Dir: Anders Thomas Jensen (15 116 mins)
A superbly dark revenge comedy that mingles grief, coincidence and Taken-esque bloodletting, with Mads Mikklesen magnetically watchable as a grieving husband struggling to communicate with his daughter. A regular collaborator with writer/director Jensen, Mikkelsen has previously appeared in the likes of offbeat comedy Men And Chicken, pitch-dark drollfest Adam’s Apples, wayward heist drama Flickering Lights and cannibal comedy The Green Butchers. Each of these films has a certain indefinable quality, tonally shifting throughout but remaining brilliantly whole. Mikkelsen responds superbly to Jensen’s leftfield dramas – packed full of surprise, humour and gasps, taking narrative risks where few would fear to tread.

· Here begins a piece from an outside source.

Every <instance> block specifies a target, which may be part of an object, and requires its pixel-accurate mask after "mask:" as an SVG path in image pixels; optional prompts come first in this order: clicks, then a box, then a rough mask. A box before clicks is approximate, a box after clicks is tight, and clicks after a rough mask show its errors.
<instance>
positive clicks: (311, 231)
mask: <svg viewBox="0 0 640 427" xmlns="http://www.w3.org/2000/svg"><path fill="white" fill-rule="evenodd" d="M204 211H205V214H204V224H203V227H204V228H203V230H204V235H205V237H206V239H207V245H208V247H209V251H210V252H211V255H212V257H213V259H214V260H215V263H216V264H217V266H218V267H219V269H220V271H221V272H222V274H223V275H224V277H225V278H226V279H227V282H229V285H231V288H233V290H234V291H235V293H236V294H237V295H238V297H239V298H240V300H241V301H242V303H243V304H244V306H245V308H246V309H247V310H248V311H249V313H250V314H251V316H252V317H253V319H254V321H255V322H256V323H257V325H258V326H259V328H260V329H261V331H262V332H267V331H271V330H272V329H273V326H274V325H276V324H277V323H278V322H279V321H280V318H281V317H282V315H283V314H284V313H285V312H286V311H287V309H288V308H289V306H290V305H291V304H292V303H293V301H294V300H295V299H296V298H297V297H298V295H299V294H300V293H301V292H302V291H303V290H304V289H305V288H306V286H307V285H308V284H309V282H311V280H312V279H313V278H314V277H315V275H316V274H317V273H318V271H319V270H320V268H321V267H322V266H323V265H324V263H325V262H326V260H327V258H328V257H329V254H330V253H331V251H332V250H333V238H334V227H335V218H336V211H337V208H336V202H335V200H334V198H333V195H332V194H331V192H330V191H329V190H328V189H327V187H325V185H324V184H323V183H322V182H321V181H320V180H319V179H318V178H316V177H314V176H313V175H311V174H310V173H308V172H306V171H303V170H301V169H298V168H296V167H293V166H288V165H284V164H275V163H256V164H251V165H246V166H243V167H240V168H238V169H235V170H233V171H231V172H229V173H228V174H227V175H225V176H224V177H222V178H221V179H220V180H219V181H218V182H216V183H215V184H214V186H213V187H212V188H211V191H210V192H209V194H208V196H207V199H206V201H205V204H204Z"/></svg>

In this latest collaboration, Mikkelsen plays a soldier whose wife is killed in a train accident. Subsequently, he is led by a trio of eccentric statisticians to believe this was no unfortunate coincidence, but an assassination of a member of the Riders Of Justice gang, who was going to testify against their leader and now has been silenced. Nikolaj Lie Kaas is the gentle statistician who gave up his seat in the train for Mikkelsen’s wife – a move that killed her. Attempting to make amends, he finds a link to the train accident and the gang and sets Mikkelsen on a path of vengeance, along with his quarreling associates: an excellent Lars Brygmann and Nicolas Bro, also Jensen film regulars.
Mikkelsen’s daughter Mathilde (Andrea Heicke Gadeberg) wants her father to deal with the grief in which they are both embroiled. She tries to search for some meaning or connection, tracing the day’s events back to the theft of her bike; he, though, is stoic, cold, channeling his anger at losing his wife into violence against the gang who apparently caused her senseless death. Brilliantly skating over many themes – masculinity, abuse, impotent rage – Jensen’s film is also surprisingly tender and moving. There may be neck breaks but they happen amidst musings on the human soul.
Impossible to classify but incredibly good, this is another Mikkelsen performance to savour: buttoned down and scary but also ripe with melancholy. His erstwhile unlikely gang of friends, the excellent supporting cast, make Riders Of Justice a companion piece to the fantastic Another Round. Philosophical, often very funny and tense, this is well worth mounting up for.